A participant asked Cllr Folkes to consider again whether savings could be made by not building an incinerator. Another committee is going to look at this but Cornwall Waste Forum's consultants have still not said why they think residual waste (left after maximum recycling) would go to landfill with tax at £2 a ton. Everybody else advises that it would be £80 a ton, which would drive a coach and horse through their savings.

Someone suggested more use of video conferencing etc to reduce business mileage. This is a proposal that I have made on a number of occasions.

It was suggested that staff be allowed to go part time to save money. Apparently they can if they are over 55 years old.

No one had suggested cutting the number of councillors by the time I left. It is perfectly true that this is not in our power. However, the point made by a member of the public at a previous meeting was that the costs of councillors are much greater than our allowances/expenses. There are the more indirect expenses - for example, many meetings attended by numerous highly paid officers. We would have more concept of the value of officers' time if we measured what it costs the Cornish taxpayer.

Tuesday, 1 October 2013

6% Budget Increase

Only six per cent?

I was sorry to miss the discussion on Laurence Reed show yesterday about Cllr Bob Egerton's motion to raise council tax by six per cent.

As the supporters of the motion had not decided what they wanted the money for I am not sure how they reached the view that six per cent would cover it.

I do not believe that people in Cornwall could afford it and I cannot support it.
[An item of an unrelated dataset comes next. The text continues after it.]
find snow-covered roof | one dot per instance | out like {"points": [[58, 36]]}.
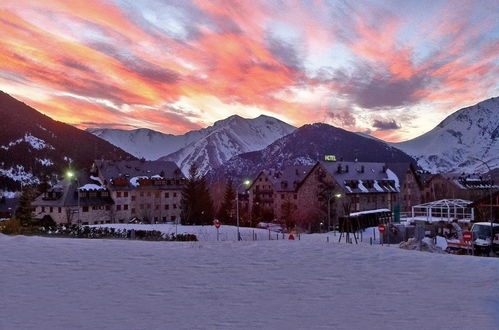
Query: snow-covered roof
{"points": [[354, 214], [363, 177], [444, 203], [91, 186]]}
Although I am not surprised to see this motion from Bob - generally speaking history has shown that independent councillors tend to be in favour of council tax hikes - I was surprised to see UKIP supporting a discussion around 6 per cent.

The UKIP 2013 Election manifesto promised a “smaller state with lower taxes”. So is this just a local case of forgetfulness?

Budget Meeting - Newquay

Last night I attended a Budget Consultation in Newquay - one of a series of 23. There were 7 Cornwall Councillors (including the Leader), a good attendance from Newquay Town Council, three Council officers (including the Corporate Director for Environment) and about 6 valiant members of the public.

There were a number of empty seats

There were no suggestions as to which Council services might be cut - which was the fundamental question. But there was a suggestion that the number of councillors be cut.

Cllr Folkes said that members' allowances were a mere 0.4 per cent of the Budget. That is still over £2 million - so equal to more than half the total budget for leisure centres.

Of course, as someone remarked, our true cost is much higher when you consider all the meetings we have etc.. Personally, I think that it would be a good idea to start measuring those costs. Democracy is very important but cost is an issue, and we cannot control what we don’t measure.

Several expressed concern about staff (especially excess layers of management) and staff pensions. Cllr Folkes said that he was looking at it but not for this budget. Indeed, he suggested that, as the pension scheme was so expensive, one option would be to close it to new members. So cuts to services now but looking at staff later. That this is what the Secretary of State Eric Pickles refers to as a 'lazy choice'.

There was a feeling of lack of trust in the Council. Had it really done all it could to save money by efficiencies? I, for one, think that the Council could do better and that is where to start. A member of Newquay Town Council referred to two events held in Newquay this year which required a sign off from Cornwall Council. He said that 63 officers of the Council had to be invited to a meeting on these events.